Add a pausing mechanism to avoid the code from crashing, if the disk runs full.

hefehr commented 1 month ago

This doesn't add much overhead and helps us to write the output to the ramdisk, which needs to cleaned frequently. If the cleaning process can't catch up, the beamformer waits.

There are two open questions:

Do we want to introduce a flag to turn this on or off? What would be the default then?
Do we want to set the sleep time via the CLI?

Answering one or both questions with yes requires some additional code changes on the CLI argument list.

vivekvenkris commented 1 month ago

Hi @hefehr I have several concerns about this implementation.

Do you know what this would do if the destination file system is going to be a distributed file system like beegfs?

I am afraid it would be too much metadata access to keep checking the filesystem space for every gulp for every file written, and infinitely rechecking it every 10 seconds if there is no space.

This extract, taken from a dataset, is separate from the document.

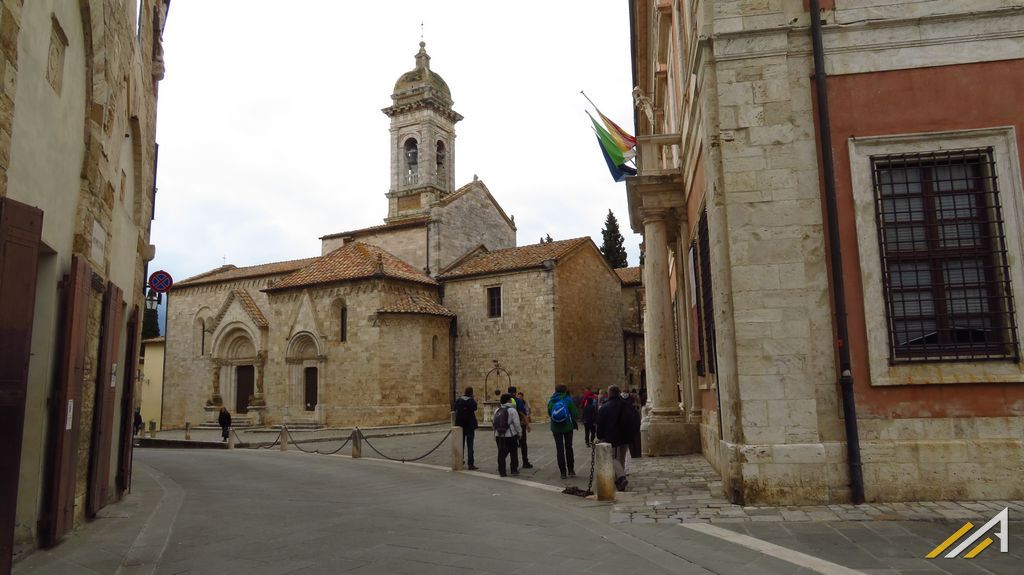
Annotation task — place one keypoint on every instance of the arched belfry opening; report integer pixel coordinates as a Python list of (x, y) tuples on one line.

If at all we are implementing this in the code, what we should do is to try except - i.e. attempt to write, and if there is an ioerror, check the message or the diskspace to understand if this is due to lack of space. And only then, wait_for_space() with warning messages displayed for each check. There should also be a max_time to come out of this and crash.

How would you handle if there are multiple processes checking this, and try to write at the same time? For me, this logic sounds like something that needs to be outside the program. i.e. never start the program if you do not have sufficient space to write out the entire dataset.

@ewanbarr any other comments?

hefehr commented 1 month ago

If at all we are implementing this in the code, what we should do is to try except - i.e. attempt to write, and if there is an ioerror, check the message or the diskspace to understand if this is due to lack of space. And only then, wait_for_space() with warning messages displayed for each check. There should also be a max_time to come out of this and crash.

This sounds reasonable. I am currently not sure, how much BeegFS is POSIX conform and delivers an answer to space requests. How should a max_time be implemented? As a constant or something which comes as an argument?

For me, this logic sounds like something that needs to be outside the program. i.e. never start the program if you do not have sufficient space to write out the entire dataset.

That is going to be difficult since a RAM disk is too small right from the beginning, and we need to delete constantly files while the beamformer is running. If the deleting (and file transferring) program can't keep up we don't want the beamformer to crash.

hefehr commented 1 month ago

It seems that write is not throwing an exception if the disk is filled entirely. The badbit is set, though. There is the error number ENOSPC which could be collected and translated into English, but that is already too late. If a write process has been interrupted, and I start waiting for enough space, I need to close the file, delete it and reopen it again. Just repeating the write process would result in unpredictable behavior. In some tests, I saw that the file is suddenly twice as big as it was supposed to be.

Would it be possible to keep the filesystem size test in place and make it optional, with not doing it as the default?

vivekvenkris commented 1 month ago

If at all we are implementing this in the code, what we should do is to try except - i.e. attempt to write, and if there is an ioerror, check the message or the diskspace to understand if this is due to lack of space. And only then, wait_for_space() with warning messages displayed for each check. There should also be a max_time to come out of this and crash.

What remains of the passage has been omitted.